On one approach road, Peshmerga forces seeking to liberate a village on the outskirts of the city return ISIS fire. There is panic as an ISIS suicide car bomb careens toward their position, and rockets are unleashed to take it out. It’s hit on the third time of asking.

“ISIS is showing that it’s very willing to put up a fight,” Paton Walsh said.

Why Mosul is so significant

Since it was captured at lightning speed by ISIS fighters in June 2014, Mosul has been a vital stronghold in the terror group’s self-declared caliphate, holding strategic and symbolic importance.

The largest city under ISIS control in Iraq and Syria, it was the city from which the group first declared the establishment of its so-called caliphate.

Since then, ISIS has gradually lost its other Iraqi cities — Ramadi, Tikrit and Falluja — to government forces, with the government’s eye ultimately on recapturing the country’s second city of Mosul, once a cosmopolitan trade hub of two million residents. Today, about one million are estimated to remain.

One of the challenges for the liberating forces will be avoiding revenge attacks on the city’s inhabitants from people whose families had suffered under ISIS.
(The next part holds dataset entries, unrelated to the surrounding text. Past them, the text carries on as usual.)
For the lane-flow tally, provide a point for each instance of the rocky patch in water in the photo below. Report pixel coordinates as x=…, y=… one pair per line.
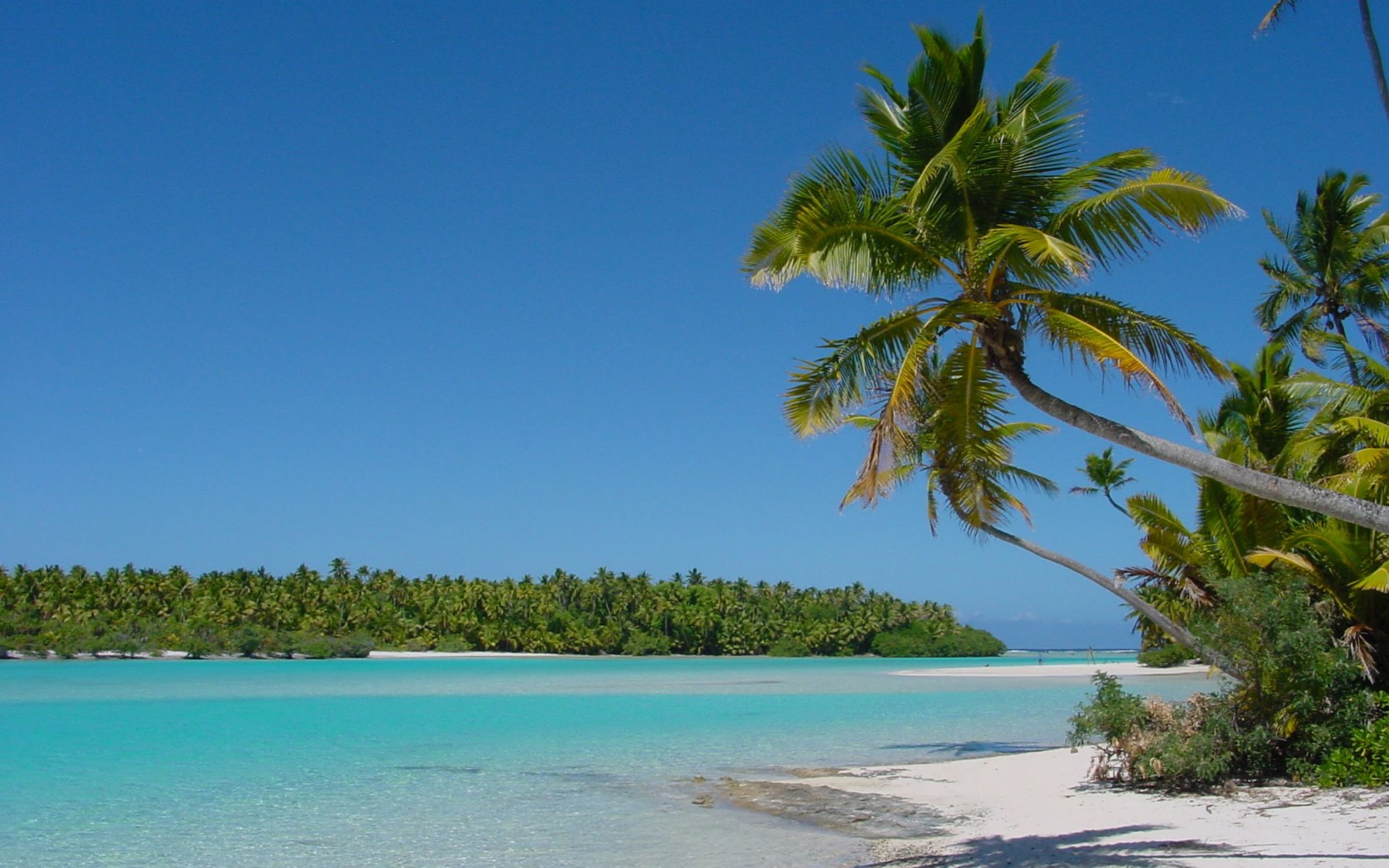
x=857, y=814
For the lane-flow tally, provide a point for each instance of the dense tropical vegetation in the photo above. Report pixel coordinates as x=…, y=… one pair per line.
x=349, y=612
x=981, y=217
x=1299, y=602
x=982, y=200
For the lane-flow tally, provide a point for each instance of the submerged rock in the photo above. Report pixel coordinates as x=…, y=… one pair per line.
x=857, y=814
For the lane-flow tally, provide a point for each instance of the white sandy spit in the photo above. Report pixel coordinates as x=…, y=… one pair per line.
x=1038, y=810
x=1059, y=670
x=447, y=655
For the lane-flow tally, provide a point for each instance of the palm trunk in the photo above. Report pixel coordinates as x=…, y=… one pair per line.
x=1278, y=489
x=1374, y=55
x=1180, y=633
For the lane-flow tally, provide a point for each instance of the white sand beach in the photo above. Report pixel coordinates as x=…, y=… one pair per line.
x=447, y=655
x=1039, y=810
x=1060, y=670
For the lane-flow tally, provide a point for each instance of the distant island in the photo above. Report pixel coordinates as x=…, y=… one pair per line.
x=349, y=613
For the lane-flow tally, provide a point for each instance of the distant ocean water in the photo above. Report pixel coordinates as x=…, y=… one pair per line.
x=471, y=761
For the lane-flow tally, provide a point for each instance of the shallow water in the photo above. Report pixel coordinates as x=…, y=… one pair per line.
x=470, y=761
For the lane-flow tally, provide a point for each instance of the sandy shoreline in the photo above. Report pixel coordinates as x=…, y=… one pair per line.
x=1038, y=810
x=1059, y=670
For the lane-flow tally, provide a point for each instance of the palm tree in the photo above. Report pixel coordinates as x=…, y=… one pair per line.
x=1282, y=7
x=1106, y=477
x=984, y=192
x=964, y=443
x=1337, y=269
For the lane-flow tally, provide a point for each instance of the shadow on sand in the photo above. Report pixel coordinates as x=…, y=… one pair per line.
x=1094, y=851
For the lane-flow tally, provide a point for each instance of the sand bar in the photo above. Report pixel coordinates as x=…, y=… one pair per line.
x=1059, y=670
x=1038, y=810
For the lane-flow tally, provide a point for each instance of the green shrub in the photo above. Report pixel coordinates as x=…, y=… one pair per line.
x=357, y=645
x=927, y=639
x=1301, y=699
x=1166, y=656
x=645, y=645
x=251, y=641
x=788, y=646
x=316, y=647
x=1113, y=716
x=1364, y=761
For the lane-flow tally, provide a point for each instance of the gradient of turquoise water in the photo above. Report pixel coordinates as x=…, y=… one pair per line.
x=469, y=761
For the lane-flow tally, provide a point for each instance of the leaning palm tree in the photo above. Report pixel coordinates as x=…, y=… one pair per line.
x=984, y=192
x=1367, y=30
x=1337, y=269
x=963, y=441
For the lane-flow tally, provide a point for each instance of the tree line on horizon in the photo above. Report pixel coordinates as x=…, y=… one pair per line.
x=978, y=220
x=347, y=613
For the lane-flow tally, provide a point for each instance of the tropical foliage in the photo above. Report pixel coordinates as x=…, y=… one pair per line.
x=347, y=612
x=1296, y=713
x=1334, y=269
x=981, y=217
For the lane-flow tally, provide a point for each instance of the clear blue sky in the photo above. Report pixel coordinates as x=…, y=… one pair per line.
x=453, y=286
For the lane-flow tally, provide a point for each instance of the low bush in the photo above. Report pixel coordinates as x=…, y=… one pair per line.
x=1166, y=656
x=925, y=639
x=1364, y=761
x=357, y=645
x=788, y=646
x=647, y=645
x=1301, y=702
x=316, y=647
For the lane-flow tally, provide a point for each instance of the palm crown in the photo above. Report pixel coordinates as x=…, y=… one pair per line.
x=982, y=193
x=1335, y=269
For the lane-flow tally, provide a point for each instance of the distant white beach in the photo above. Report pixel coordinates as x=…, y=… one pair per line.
x=1038, y=808
x=1060, y=670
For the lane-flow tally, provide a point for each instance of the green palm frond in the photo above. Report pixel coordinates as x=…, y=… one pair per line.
x=1092, y=343
x=825, y=392
x=1123, y=220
Kurdish and militia troops have been ordered to stand down and allow only Iraqi government troops and national police officers to enter the city when the time comes, amid fears of sectarian retribution.

Galawish ali Amin, a member of the Nineveh Provincial Council told CNN’s Arwa Damon that while she was “very excited” about the liberation of Mosul, she was also “anxious about the next step.”

“There are people who are going to have lost so much. Relatives, loved ones, homes. And people won’t always turn to the judicial system, we won’t be able to control everyone,” she said.

“There will be people who will want revenge. This will be the hardest thing, controlling those who want revenge.”